Prenez l’exemple du barrio Vistafría sud-est : là où devaient pousser vergers citricoles et potagers collectifs se pressent déjà tractopelles prêtes à densifier avec quatre étages supplémentaires autorisés par une modification mineure du PGOU votée en février dernier.

Mes trois conseils pour visiter Cordoue comme une exploratrice du temps

1 Emportez une lampe frontale. Plusieurs visites guidées nocturnes (Medina Azahara exclusivement sur réservation via Ticketmaster Cultura) permettent d’apercevoir reliefs omeyyades que le soleil fait disparaître sous blancheur crue.
2 Prêtez attention aux vitrines jaunes. Ces plaques signalent un vestige intégré visible depuis rue San Fernando ou plaza del Potro ; elles cachent souvents cisterne romaine ou fondation mauresque accessible gratuitement.
3 Louez un vélo-grab (station Plaza Corredera) et filez vers Camino Viejo del Sotillo juste après Alcázar pour longer les anciennes acequias ; vous longerez pistes cyclables qui cheminent littéralement sur caldarium antique conservés sous dalles translucides — moment rare où passé respire encore sous vos pneus !

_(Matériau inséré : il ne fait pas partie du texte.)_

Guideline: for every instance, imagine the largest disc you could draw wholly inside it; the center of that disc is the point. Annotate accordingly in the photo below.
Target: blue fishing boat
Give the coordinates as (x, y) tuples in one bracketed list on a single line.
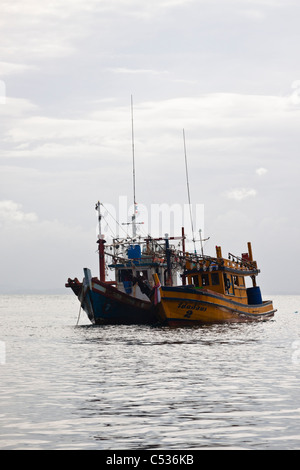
[(126, 298)]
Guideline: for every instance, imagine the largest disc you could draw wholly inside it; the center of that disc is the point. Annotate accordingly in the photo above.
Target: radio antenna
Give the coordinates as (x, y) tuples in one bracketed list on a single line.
[(133, 175), (188, 191)]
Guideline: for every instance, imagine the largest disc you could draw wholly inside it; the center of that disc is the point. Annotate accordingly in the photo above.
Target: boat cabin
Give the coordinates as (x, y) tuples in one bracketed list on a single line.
[(225, 276), (134, 275)]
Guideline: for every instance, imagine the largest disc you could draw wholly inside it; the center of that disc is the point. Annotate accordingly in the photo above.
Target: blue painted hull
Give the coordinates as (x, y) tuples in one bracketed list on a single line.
[(105, 305)]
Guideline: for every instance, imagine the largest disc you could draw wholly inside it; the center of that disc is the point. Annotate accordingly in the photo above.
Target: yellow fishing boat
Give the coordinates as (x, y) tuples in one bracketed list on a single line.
[(214, 290)]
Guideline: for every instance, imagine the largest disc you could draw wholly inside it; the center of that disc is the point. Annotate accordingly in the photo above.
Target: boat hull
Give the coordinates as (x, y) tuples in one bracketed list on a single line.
[(106, 305), (191, 307)]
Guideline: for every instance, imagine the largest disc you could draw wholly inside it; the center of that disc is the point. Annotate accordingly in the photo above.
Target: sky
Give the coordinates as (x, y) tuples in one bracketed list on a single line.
[(225, 71)]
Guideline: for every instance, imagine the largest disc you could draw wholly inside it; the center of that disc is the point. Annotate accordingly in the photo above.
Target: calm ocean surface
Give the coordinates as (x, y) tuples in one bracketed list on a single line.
[(120, 387)]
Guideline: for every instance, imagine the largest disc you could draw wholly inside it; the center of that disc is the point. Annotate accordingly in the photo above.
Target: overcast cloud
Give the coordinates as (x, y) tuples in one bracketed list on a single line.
[(227, 71)]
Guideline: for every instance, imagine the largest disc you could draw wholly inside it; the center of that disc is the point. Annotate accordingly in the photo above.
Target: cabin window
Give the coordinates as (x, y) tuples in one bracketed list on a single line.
[(205, 281), (215, 281), (144, 274), (125, 275)]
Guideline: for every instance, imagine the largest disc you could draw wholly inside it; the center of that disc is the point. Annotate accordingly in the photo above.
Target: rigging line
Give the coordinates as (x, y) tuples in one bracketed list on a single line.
[(188, 190), (112, 218), (133, 156)]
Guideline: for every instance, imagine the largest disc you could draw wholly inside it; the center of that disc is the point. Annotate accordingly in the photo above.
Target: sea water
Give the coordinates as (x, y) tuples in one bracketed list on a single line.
[(146, 387)]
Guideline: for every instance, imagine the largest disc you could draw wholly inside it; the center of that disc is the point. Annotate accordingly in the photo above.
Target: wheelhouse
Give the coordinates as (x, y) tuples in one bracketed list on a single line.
[(224, 276)]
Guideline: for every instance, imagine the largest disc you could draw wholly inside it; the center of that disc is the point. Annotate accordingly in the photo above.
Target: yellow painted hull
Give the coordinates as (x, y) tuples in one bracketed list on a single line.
[(179, 307)]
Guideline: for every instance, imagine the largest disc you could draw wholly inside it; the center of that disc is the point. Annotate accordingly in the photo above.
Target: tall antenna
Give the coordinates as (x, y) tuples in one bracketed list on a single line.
[(188, 190), (133, 174)]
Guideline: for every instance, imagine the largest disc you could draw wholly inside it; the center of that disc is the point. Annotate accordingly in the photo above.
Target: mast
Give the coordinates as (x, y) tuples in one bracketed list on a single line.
[(188, 191), (133, 219), (101, 243)]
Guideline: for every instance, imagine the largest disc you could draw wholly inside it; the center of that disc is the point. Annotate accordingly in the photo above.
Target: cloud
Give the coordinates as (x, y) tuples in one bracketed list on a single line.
[(239, 194), (11, 211), (261, 171), (137, 71), (10, 68)]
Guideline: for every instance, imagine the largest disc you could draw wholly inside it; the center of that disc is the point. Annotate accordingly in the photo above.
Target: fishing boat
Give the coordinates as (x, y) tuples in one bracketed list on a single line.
[(134, 262), (213, 291)]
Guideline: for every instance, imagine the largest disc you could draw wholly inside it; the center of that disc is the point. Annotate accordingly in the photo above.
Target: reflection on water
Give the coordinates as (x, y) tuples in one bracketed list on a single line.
[(122, 387)]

Questions fréquentes ### Peut-on observer une fouille soi-même ? Oui mais toujours encadrée : le musée arqueológico propose des sessions "Excava-tú" réservables deux semaines à l’avance (espagnol essentiel). ### Les sites sont-ils accessibles PMR ? Presque tous sont équipés via ascenseurs panoramiques depuis janvier 2025 (sauf zone nord Medina Azahara restée volontairement rustique). ### Quel budget faut-il pour voir plusieurs vestiges ? Le billet combinado Junta-Cordoba (22 €) donne accès à Medina Azahara + Palacio+ Torre-nuit incluant transport bus express depuis centre-ville.